Saturday, April 30th, 2011

Heute kam ich beim wälzen meiner Rezeptsammlung auf die Idee, mal eine Lauch-Quiche zuzubereiten, eine Spezialität der französischen Küche aus dem Raum Lothringen. Das Rezept klang lecker und ich hatte sogar noch eine Stange Lauch im Kühlschrank. Und kompliziert war das Ganze auch nicht sonderlich. Die französische Bezeichnung Quiche wurde um 1845 von dem elsässischen Wort Kiche, bzw. Kueche abgeleitet, das dem deutschen Wort Kuchen entspricht. Normalerweise werden solche Quiches in runden Tarteformen zubereitet, ich entschied mich jedoch abweichend davon eine kleine Eckige Auflaufform zu verwenden, da ich hier nur eine kleine Variante zubereiten wollte.

Was braucht man also für 2 Portionen?

Für den Teig

120g Mehl
01 - Zutat Mehl

1 Ei
02- Zutat Eier

40g Butter
03 - Zutat Butter

1/4 TL Salz
04 - Zutat Salz

Für die Füllung:

1 große Stange Lauch
05 - Zutat Lauch

100-110g Speck
06 - Zutat Speck

1 weiteres Ei
02- Zutat Eier

1 Becher Saure Sahne (200g)
07 - Zutat Saure Sahne

außerdem zum Würzen Salz, Pfeffer, Muskatnuss und Curry sowie etwas Öl zum anbraten.
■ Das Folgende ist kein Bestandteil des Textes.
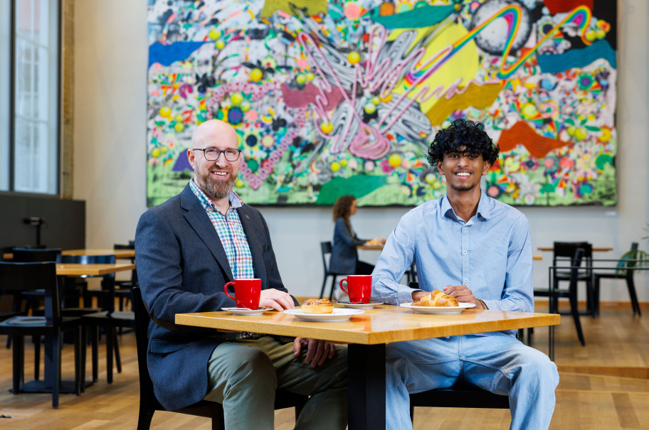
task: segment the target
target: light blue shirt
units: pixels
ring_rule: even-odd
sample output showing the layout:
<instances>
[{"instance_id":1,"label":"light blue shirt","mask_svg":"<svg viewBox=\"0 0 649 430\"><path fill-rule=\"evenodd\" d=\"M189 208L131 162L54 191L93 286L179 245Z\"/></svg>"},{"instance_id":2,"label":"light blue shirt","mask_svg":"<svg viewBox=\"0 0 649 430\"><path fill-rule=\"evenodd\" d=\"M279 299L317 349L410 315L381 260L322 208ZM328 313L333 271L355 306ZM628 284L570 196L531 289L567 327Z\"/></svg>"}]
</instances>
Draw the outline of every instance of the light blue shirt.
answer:
<instances>
[{"instance_id":1,"label":"light blue shirt","mask_svg":"<svg viewBox=\"0 0 649 430\"><path fill-rule=\"evenodd\" d=\"M420 289L466 285L490 309L534 311L527 219L484 193L466 222L446 195L403 215L372 272L372 298L391 304L411 302L415 290L399 281L413 260Z\"/></svg>"}]
</instances>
Zuerst fertigen wir den Teig. Dazu mischen wir das Mehl mit Butter einem Ei und Salz und kneten alles gut durch.
08 - Vermengen

Den fertigen Teig stellen wir dann abgedeckt für ca. eine Stunde in den Kühlschrank.
09 - Teig stehen lassen

Inzwischen können wir die Stange Lauch gründlich waschen
10 - Lauch waschen

und schneiden sie in Ringe.
11 - Lauch schneiden

Den Speck schneiden wir wenn nötig noch etwas kleiner und braten ihn mit etwas Öl in einem kleinen Topf an. Ich ergänzte dabei den Speck noch einige Bacon-Streifen die ich von hier noch übrig hatte und die aufgebraucht werden mussten.
12 - Speck anbraten

Ist alles gut durchgebraten, fügen wir die Lauchringe hinzu,
13 - Lauch hinzufügen

würzen alles mit Salz, Pfeffer und etwas Curry
14 - Würzen

und lassen es auf niedriger Stufe für etwa zehn Minuten vor sich hin köcheln.
15 - Köcheln

Aus Saurer Sahne, dem zweiten Ei, Salz und Pfeffer fertigen wir nun den Guss für unser Quiche
16 - Saure Sahne mischen

wobei ich – abweichend vom Ursprungsrezept – noch etwas frisch geriebene Muskatnuss hinzufügte.
17 - Mit Muskatnuss würzen

Nun können wir den Backofen auf 200 Grad (Ober-/Unterhitze) vorheizen, dann den Teig auch aus dem Kühlschrank nehmen und ihn auf einer bemehlten Arbeitsfläche möglichst dünn ausrollen
18 - Teig ausrollen

um ihn dann in eine kleine Auflaufform zu geben.
19 - Teig in Form geben

Auf diesen Teigboden geben wir dann die Mischung aus Lauch und Speck, wobei wir aber darauf achten das wenige an Flüssigkeit, dass sich angesammelt hat, nicht mit in die Auflaufform zu füllen, sondern belassen es im Topf.
20 - Mit Lauch-Speck-Gemisch belegen

Schließlich übergießen wir das Ganze mit dem gewürzten Guss aus Saurer Sahne.
21 - Mit Saurer Sahne begießen

Von dem so entstandenen Lauch-Speck-Kuchen
22 - Bedeckt

schneiden wir nun noch die zu weit überstehenden Teigränder ab
23 - Teig abschneiden

und geben die Auflaufform dann in den inzwischen vorgeheizten Backofen, wo wir es für ca. 45 Minuten backen.
24 - In Ofen

Ist alles gut überbacken, entnehmen wir die Auflaufform
24 - Lauch-Quiche - Fertig gebacken

und teilen sie mit einem passenden Werkzeug in passende Portionen auf.
25 - Lauch-Quiche - Teilstück

Sehr lecker muss ich zugeben. Der Teig war zwar meiner Meinung nach etwas trockener geworden als ich es ursprünglich beabsichtigt hatte – hier hätte ein weitere Ei mit Sicherheit nicht schlecht gewesen – aber die Füllung aus Lauch und Speck und der Guss aus Saurer Sahne in Kombination mit den verwendeten Gewürzen war ein wahrer Genuss.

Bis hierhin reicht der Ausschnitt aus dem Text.